Why does a mother-in-law become the monster-in-law? You beautiful mothers out there, what goes on in your heads? I had the chance once to speak with a woman who had the monster-in-law nature. I frankly asked her why she puts her daughter-in-law through so much hell… and what she said surprised me: I do it because my own mother-in-law did this with me. I really wanted to shake some sense into her, to beat common sense into her system and try to make her understand that this is a vicious cycle which will never end if she doesn’t put a stop to it. Dear mothers out there, please accept someone else’s daughter as your own, make her feel at home, make her feel safe. And men out there, married or unmarried, you have a wife or you will have one. You do realize she will be with you until your death (speaking averagely); she will be here when your mother is gone, she is or will be the mother of your children. Why make her an opponent? Putting her down in front of others, showing that you don’t love her… what kind of behavior is that? Aren’t you supposed to love your own wife?! When does it become a battle? And why does it have to? Mothers out there, please raise good sons, our society lacks such gems.

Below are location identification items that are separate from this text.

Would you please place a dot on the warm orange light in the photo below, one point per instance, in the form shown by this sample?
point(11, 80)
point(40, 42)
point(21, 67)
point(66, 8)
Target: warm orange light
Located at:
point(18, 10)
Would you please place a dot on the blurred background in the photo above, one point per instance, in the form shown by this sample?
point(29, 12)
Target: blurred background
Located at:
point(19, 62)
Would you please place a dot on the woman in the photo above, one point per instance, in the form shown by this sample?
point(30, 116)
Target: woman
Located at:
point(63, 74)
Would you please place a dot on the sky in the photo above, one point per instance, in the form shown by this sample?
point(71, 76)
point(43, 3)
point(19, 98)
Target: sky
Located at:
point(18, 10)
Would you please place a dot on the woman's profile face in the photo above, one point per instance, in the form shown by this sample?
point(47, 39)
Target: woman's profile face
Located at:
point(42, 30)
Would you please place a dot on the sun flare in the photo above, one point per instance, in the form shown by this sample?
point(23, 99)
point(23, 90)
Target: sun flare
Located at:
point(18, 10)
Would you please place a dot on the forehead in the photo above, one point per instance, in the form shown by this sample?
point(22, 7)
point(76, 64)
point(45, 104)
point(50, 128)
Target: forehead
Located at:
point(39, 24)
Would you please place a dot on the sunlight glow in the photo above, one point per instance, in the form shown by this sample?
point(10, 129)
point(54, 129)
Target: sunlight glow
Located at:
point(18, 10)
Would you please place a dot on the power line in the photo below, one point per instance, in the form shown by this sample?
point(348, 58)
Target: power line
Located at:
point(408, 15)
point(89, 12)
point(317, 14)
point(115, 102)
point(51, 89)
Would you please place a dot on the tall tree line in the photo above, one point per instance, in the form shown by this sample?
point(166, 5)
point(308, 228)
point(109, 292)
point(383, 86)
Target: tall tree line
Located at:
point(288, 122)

And my dear women fellows, relationships are not easy. Look at how things are/were with your own parents. As a daughter, I don’t always get what I want and it makes perfect sense. I still argue with my parents on silly things, but we all know there’s a thin line that should never be crossed. On the contrary, it should be respected. But let’s try treating our in-laws just like the way we would treat our own parents. Sacrifices, compromises, call it whatever you want, but MAKE YOUR SHADI WORK, dammit! The easiest thing on earth is to get married; trust me! It takes what, 5 seconds?! But the real test starts when you are in a marriage… accept the changes, adapt yourselves to this new commitment and give it your best. Having said that, don’t remain in a relationship that gives you no respect, no love, no trust and no happiness either; you live, after all, only once. But let this be an educated decision rather than an emotional one. Breaking is easy. Mending takes forever…

The writer is a PhD French literature. She’s now a professor of French settled in Canada.